Ce que taire ne se peut - Giorgio Cesarano

« Ce que les communistes ont en commun n’est renfermé, objectivé en aucun texte »

paru dans lundimatin#181, le 4 mars 2019

En 1969, Giorgio Cesarano fonde avec Joe Fallisi et Eddie Ginosa la cellule milanaise du groupe "Ludd - Conseils Prolétariens" à propos duquel nous publiions la semaine dernière un article de Anselm Jappe. D’abord inscrit au PCI puis expulsé pour déviation, l’influence de Giorgio Cesarano sur le Mouvement italien des années 70 fut déterminante.
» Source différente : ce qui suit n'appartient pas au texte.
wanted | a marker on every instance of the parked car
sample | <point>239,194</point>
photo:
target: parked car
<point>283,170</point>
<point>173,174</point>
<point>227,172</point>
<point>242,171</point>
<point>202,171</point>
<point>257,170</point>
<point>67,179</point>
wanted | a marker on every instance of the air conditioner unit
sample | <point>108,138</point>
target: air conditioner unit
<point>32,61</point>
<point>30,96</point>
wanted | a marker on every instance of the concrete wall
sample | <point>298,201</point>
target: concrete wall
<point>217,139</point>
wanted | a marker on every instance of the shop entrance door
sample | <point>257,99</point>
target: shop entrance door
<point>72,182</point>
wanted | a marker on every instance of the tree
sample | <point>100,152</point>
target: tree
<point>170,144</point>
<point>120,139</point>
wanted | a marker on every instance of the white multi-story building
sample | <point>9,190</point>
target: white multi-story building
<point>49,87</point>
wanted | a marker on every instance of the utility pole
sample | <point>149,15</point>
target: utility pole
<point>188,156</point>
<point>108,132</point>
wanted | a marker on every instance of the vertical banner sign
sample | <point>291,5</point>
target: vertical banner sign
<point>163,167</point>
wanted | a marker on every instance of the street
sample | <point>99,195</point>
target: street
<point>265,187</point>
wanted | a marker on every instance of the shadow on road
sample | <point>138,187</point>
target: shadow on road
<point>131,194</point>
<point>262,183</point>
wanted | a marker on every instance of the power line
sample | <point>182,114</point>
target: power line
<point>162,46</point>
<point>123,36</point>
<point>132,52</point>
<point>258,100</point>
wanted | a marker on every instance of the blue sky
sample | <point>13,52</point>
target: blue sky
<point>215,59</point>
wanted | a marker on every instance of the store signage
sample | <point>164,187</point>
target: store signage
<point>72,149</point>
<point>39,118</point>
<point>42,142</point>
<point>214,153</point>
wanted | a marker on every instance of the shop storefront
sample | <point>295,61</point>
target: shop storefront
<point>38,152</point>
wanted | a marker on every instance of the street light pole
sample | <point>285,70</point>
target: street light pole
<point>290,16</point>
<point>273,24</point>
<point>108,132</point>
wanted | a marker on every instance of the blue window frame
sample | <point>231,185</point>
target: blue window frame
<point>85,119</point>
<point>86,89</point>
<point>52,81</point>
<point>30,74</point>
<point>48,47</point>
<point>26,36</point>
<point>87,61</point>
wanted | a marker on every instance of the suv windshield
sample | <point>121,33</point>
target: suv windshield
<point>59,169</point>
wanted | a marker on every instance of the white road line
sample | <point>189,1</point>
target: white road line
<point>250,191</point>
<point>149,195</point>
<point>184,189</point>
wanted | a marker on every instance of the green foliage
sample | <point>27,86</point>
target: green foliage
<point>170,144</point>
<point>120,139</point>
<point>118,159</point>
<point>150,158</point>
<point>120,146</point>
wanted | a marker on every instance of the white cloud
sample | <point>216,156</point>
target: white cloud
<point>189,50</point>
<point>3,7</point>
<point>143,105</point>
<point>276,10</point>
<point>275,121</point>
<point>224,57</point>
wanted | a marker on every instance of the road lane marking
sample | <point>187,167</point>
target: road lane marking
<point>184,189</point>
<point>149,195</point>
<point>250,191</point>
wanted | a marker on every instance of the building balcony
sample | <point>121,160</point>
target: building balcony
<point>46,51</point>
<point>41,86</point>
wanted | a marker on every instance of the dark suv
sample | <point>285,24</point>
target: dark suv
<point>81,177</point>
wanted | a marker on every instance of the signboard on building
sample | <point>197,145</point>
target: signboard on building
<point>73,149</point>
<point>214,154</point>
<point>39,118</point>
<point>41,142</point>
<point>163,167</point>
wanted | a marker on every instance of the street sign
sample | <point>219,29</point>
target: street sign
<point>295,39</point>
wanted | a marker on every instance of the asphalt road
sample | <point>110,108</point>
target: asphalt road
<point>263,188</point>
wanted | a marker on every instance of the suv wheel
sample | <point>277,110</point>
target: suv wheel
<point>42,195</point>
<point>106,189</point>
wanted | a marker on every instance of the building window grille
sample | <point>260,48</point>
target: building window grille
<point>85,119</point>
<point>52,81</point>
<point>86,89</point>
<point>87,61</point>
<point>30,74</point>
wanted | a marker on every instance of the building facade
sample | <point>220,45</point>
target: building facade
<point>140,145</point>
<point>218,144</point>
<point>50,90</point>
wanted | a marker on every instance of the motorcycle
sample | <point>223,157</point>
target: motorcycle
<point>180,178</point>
Le texte publié ici est une condamnation du terrorisme et de l’idéologie politique, autant de mystifications auxquelles il oppose la "vraie guerre". Il identifie cette mystification « à l’éternisation des batailles fictives, au sacrifice de soi, aux valeurs d’exorcismes » par rapport à ce que pourrait être un projet révolutionnaire véritablement subversif porteur d’une dimension humaine. Écrit en 1975, c’est à dire au moment où la lutte armée en Italie n’était pas seulement un discours mais une réalité sociale, il dénonce le vide d’une pensée de la violence et son absence de stratégie pour les groupes entrés dans le terrorisme « comme on entre en religion » et qui continuaient à se revendiquer d’un projet communiste.
Nous publions cet article alors que les éditions La Tempête viennent de rééditer le Manuel de survie, un des rares ouvrages de Cesarano a être traduit en français.

Ce que taire ne se peut

1 Si la « liberté » dont on parle en prison, c’est seulement le rêve d’une chose ; si le rêve réfléchit la prison où il se forme pour la nier, il est tout ce qui ne peut se réduire à la prison où à son simple renversement illusoire : l’insurrection, la sortie en armes, la destruction de la prison, sont les faits qui traduisent en langage vrai la qualité recluse dans l’affabulation du « projet ». Les « théories révolutionnaires », prises au dépourvu par l’impatience, ont toujours disposé de précaires théorèmes de couverture sur « tout » ce que l’ordre carcéral interdit de penser. Mais leur taux d’erreur, brutalement répandu dans l’histoire en traînées sanglantes, ne témoigne pas de quelques fatalités de l’échec, préconstitué dans la fragilité d’une pensée séparée de ce qu’elle invoque. Si l’impatience ne venait pas surcharger le tourment de la prison, il n’y aurait plus qu’à imaginer, muselé, la parole magique annonciatrice du fait pur, de la révolution hors d’atteinte. Ce qu’exprime le discours révolutionnaire ne peut trouver la paix de « l’exactitude » dont s’illusionne depuis toujours le regard scientifique : dans l’impatience se manifeste une critique pratique du discours exhaustif, par laquelle l’urgence du désir va au-delà de ses retombées dans le soupirail du logos.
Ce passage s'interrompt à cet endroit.